Lipsitz LA, Ryan SM, Parker JA,
Freeman R, Wei JY, Goldberger AL
In: Circulation (1993 Feb) 87(2):391-400
BACKGROUND. Although postprandial hypotension is a common cause of
falls and syncope in elderly persons and in patients with autonomic
insufficiency, the pathophysiology of this disorder remains unknown.
METHODS AND RESULTS. We examined the hemodynamic, splanchnic blood
pool, plasma norepinephrine (NE), and heart rate (HR) power spectra
responses to a standardized 400-kcal mixed meal in 11 healthy young
(age, 26 +/- 5 years) and nine healthy elderly (age, 80 +/- 5 years)
subjects and 10 dysautonomic patients with symptomatic postprandial
hypotension (age, 65 +/- 16 years). Cardiac and splanchnic blood
pools were determined noninvasively by radionuclide scans, and
forearm vascular resistance was determined using venous occlusion
plethysmography. In healthy young and old subjects, splanchnic blood
volume increased, but supine blood pressure remained unchanged after
the meal. In both groups, HR increased and systemic vascular
resistance remained stable. Forearm vascular resistance and cardiac
index increased after the meal in elderly subjects, whereas these
responses were highly variable and of smaller magnitude in the young.

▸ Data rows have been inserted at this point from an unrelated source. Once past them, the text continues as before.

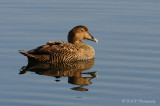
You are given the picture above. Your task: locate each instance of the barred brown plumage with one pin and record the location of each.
(59, 51)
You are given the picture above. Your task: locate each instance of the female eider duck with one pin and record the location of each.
(59, 51)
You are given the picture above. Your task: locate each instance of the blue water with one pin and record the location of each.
(127, 56)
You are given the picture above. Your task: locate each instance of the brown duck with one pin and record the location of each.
(59, 51)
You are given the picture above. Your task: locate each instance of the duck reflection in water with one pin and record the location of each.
(74, 72)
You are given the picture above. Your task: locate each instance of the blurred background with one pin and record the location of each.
(127, 62)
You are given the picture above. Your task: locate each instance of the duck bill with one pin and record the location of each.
(92, 38)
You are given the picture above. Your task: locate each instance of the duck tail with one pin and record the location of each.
(25, 53)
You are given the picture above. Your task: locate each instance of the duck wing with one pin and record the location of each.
(52, 51)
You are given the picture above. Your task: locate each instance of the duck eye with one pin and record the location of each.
(82, 30)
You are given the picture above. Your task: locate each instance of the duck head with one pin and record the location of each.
(79, 33)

Young subjects demonstrated postprandial increases in low-frequency
HR spectral power, representing cardiac sympatho-excitation, but
plasma NE remained unchanged. In elderly subjects, plasma NE
increased after the meal but without changes in the HR power
spectrum. Patients with dysautonomia had a large postprandial decline
in blood pressure associated with no change in forearm vascular
resistance, a fall in systemic vascular resistance, and reduction in
left ventricular end diastolic volume index. HR increased in these
patients but without changes in plasma NE or the HR power spectrum.
CONCLUSIONS. 1) In healthy elderly subjects, the maintenance of blood
pressure homeostasis after food ingestion is associated with an
increase in HR, forearm vascular resistance, cardiac index, and
plasma NE. In both young and old, systemic vascular resistance is
maintained. 2) Dysautonomic patients with postprandial hypotension
fail to maintain systemic vascular resistance after a meal. This
impairment in vascular response to meal ingestion may underlie the
development of postprandial hypotension. 3) The measurement of mean
HR or plasma NE does not adequately characterize autonomic cardiac
control. Power spectral analysis suggests an impairment in the
postprandial autonomic modulation of HR in healthy elderly and
dysautonomic subjects, possibly predisposing to hypotension when
vascular compensation is inadequate.